In industry, the pressure of competition obliges companies to run as leanly as possible; at the College, a surging endowment and the ability to raise tuition at rates far above inflation have ensured that there is no need to exercise any budget discipline at all — except after the market crash in 2008. Of course, private sector companies are not immune to such temptations: America’s car companies were so rich in the 1960s and 1970s that the size of their head offices and administrative functions soared. The same thing occurred at market-dominating IBM in the same period. Only after punishing competition hurt these behemoths did they put their houses in order.
• My personal favorite, as much as I hate it: the market has in fact spoken.
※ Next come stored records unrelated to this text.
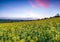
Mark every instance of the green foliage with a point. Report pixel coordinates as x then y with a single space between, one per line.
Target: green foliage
33 31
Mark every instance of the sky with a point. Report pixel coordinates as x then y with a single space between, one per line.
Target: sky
29 8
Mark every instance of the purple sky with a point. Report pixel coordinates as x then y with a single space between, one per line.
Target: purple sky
29 8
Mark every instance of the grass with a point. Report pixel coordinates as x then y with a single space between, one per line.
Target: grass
47 30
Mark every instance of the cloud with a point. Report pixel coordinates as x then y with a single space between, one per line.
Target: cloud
42 3
32 4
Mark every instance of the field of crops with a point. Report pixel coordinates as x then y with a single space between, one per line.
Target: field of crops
32 31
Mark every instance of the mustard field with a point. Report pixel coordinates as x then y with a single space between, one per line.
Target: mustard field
47 30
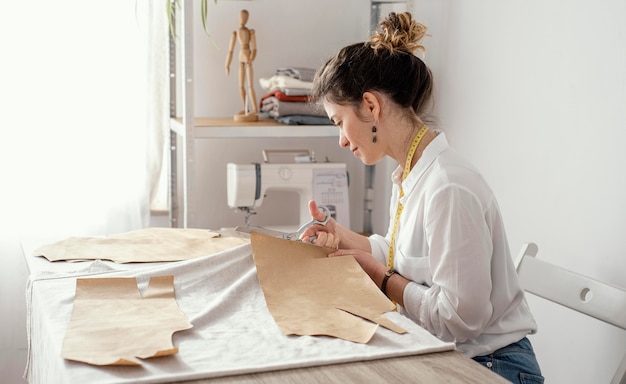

Universities don’t compete on price, they compete on prestige. So if you run a university, you’re practically compelled to charge and arm and a leg (which itself signals prestige), and then furnish in return the lazy river, the rock-climbing wall, the beautiful campus with extensive plantings and sculpture, luxury dorms, gourmet food, and constant propaganda burnishing the university’s image in order to assure the customers that their purchase has been a wise one.
• Related to this: technology, regulation and fear of lawsuits. In 1970, no university needed an office of ten people whose sole job was to keep the Internet going. No university needed an institutional researcher (making more than any faculty member) to keep it in compliance with the accrediting agency. No university needed a psychologist and an army of hand-holding student life busybodies and academic advisors, because people seemed a little more mentally resourceful and robust (and less willing to sue the place if things didn’t work out). All of these people cost money.
• Related to the last two points: the expansion of the administration. Time was when faculty were expected to serve as dean for a couple of years. Now the university hires full-time deans. This suits the faculty just fine, because who wants to serve as dean? So not only are there more employees, they all have to be paid enough to entice people to take on the work. (You’d have to pay me a lot of scratch to become provost!) So now there is a class of full-time administrators for whom demand might outstrip supply, the complete inverse of tenure-track faculty positions.
But whatever the cause, I really hate it (especially as it does not seem to have had much effect on my salary!). I am certainly not looking forward to paying university fees for my own kids in the next few years. And the more that it costs, the more that university necessarily becomes a purely functional career preparation service (viz. the QEP that we have recently selected, which is all about making students “job-ready”). How can a university charge so much without explicitly promising that gainful employment shall surely follow? And how can an instructor possibly fail anyone who has “paid for this,” no matter how indifferent their performance? It saddens me that the idea that a university education should encourage critical thinking, informed citizenship, elegant composition, familiarity with great art and literature, and the development of a meaningful life philosophy, sounds more and more quaint with each passing year.